His first effort, in collaboration with Duke University’s John Reif, involves using enzymes to alternately cut DNA strands and rejoin them in a sequence that has the effect of making a short strand of DNA move linearly in one direction. In this case, it’s the energy used by the enzyme that joins two bits of DNA that makes the motor run. The full paper is here (PDF). In motor mark 2, it’s a so-called nicking enzyme that makes the engine move, and the directionality is imposed by the fact that the track is destroyed in the path of the engine (abstract here, subscription probably required for full article). What Andrew really wants to do, though, is have a motor that is solely powered by the energy released when DNA strands make a helix, which doesn’t chew up the track behind it, and which doesn’t involve the use of any biological components like enzymes. He has a scheme, and he is confident that it’s not far off working.

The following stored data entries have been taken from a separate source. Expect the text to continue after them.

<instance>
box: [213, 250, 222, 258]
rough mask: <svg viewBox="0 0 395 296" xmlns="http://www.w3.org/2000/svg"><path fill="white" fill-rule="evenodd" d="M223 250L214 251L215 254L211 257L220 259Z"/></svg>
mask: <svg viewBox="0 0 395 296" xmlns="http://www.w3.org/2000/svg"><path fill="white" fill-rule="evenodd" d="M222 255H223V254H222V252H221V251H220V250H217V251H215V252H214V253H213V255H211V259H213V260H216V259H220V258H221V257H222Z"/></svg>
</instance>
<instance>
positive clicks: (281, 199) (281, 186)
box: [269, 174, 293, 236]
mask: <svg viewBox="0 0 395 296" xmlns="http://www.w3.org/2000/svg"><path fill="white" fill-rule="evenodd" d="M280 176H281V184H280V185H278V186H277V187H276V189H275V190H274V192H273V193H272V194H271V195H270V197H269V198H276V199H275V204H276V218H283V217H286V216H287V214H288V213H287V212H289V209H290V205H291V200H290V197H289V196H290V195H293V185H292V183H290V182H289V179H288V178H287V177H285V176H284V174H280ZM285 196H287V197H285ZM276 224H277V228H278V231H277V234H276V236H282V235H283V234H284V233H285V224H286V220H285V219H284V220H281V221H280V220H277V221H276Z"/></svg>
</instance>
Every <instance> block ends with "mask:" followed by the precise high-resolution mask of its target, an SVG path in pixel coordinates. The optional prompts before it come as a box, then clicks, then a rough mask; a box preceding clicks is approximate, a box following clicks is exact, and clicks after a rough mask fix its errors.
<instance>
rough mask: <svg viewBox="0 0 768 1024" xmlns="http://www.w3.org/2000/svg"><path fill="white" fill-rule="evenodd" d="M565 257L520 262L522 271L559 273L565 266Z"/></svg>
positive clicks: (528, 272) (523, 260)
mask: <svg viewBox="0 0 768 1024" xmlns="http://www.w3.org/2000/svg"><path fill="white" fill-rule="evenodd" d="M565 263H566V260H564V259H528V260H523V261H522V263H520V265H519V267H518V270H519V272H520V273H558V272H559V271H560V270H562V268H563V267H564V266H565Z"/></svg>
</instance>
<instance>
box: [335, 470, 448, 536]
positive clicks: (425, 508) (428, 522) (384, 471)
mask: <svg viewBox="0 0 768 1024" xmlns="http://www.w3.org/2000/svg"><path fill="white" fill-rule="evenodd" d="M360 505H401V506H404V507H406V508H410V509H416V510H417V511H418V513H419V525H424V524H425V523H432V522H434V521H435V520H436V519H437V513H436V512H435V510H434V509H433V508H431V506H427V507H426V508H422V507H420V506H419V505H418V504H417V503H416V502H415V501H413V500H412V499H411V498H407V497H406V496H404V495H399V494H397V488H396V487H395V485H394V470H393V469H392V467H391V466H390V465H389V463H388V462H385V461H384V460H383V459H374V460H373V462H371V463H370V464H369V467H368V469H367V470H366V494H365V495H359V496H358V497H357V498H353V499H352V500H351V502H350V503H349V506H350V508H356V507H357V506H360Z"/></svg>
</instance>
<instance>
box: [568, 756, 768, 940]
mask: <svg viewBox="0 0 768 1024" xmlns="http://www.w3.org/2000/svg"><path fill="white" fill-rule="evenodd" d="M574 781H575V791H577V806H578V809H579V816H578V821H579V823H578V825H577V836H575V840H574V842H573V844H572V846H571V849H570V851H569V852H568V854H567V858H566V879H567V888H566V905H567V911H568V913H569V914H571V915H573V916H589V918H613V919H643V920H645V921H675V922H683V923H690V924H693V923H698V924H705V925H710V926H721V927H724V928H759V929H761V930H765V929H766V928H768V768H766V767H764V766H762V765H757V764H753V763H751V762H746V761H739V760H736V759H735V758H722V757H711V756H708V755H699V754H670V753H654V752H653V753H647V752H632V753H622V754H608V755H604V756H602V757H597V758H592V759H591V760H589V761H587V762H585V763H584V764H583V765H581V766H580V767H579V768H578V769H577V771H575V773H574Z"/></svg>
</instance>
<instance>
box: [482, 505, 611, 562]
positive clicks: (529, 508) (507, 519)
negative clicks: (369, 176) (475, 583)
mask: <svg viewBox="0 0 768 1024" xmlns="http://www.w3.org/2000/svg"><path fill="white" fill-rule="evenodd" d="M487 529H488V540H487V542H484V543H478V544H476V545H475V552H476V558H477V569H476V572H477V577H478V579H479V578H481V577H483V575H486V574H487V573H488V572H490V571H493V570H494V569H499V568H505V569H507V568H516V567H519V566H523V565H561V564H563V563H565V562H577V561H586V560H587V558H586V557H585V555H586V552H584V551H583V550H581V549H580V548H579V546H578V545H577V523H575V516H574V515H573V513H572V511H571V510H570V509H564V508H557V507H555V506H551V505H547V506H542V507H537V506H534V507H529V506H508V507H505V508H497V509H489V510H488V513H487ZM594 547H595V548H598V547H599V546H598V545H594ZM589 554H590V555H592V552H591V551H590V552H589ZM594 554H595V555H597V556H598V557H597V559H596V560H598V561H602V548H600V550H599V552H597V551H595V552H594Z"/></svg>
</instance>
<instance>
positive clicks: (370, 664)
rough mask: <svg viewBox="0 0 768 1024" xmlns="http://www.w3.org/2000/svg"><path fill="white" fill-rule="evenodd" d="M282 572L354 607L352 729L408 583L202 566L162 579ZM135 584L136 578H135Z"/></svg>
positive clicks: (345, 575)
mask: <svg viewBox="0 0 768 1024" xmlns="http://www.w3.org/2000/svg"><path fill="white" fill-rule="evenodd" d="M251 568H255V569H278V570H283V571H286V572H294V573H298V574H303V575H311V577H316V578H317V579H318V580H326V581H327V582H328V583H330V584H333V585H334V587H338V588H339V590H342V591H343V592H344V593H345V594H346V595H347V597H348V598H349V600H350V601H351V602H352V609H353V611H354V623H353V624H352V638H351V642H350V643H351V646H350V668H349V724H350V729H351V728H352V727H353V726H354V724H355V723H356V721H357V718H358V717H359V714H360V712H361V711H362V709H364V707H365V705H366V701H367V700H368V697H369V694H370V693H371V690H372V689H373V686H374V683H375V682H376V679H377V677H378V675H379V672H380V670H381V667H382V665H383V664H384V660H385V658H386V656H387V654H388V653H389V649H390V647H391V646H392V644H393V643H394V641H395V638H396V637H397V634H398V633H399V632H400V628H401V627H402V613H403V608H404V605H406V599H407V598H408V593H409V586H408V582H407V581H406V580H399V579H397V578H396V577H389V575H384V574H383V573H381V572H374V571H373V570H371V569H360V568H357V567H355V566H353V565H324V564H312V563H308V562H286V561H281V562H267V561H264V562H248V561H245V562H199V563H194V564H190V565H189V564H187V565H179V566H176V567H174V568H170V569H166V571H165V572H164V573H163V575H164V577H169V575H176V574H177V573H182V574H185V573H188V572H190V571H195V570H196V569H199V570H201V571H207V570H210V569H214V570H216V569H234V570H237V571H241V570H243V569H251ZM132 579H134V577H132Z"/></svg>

These motors are inefficient and slow in their current form. But they are important, because they work on the same basic principles as biological motors, principles which are very different to the mechanical principles that underly the motors we are familiar with. They rely on the Brownian motion and stickiness of the nanoscale environment. But because of the simplicity of the base pair interaction, the calculations you need to do to predict whether the motor will work or not are feasibly simple. By learning to make model railways from these simple, modular components, we’ll learn the design rules that will enable us to make a wider variety of practical nanoscale motors.

On the road again

I’m sorry that I’ve left my blog unattended for a few days; I went away and forgot that I’d changed the blog’s password, so I couldn’t get to it from my laptop.

I’ve been doing a whistlestop tour of the Celtic capitals – to Dublin for the meeting of the British Association, where I was appearing in a panel discussion about whether we should use nanotechnology for human enhancement. Then to Edinburgh, where the EuroNanoForum was discussing nanotechnology and the health of the European citizen. I gave a talk in the session on converging technologies, recorded an interview for French radio, and went to an interesting session on public engagement, after which I had the pleasure of meeting my fellow nano-blogger, David Berube. Then, over a supper of haggis, neeps and tatties, I was subjected to what I thought was rather an aggressive interrogation from some of my fellow European citizens about the quality of the British contribution to international food culture. I’ll post something more substantive tomorrow.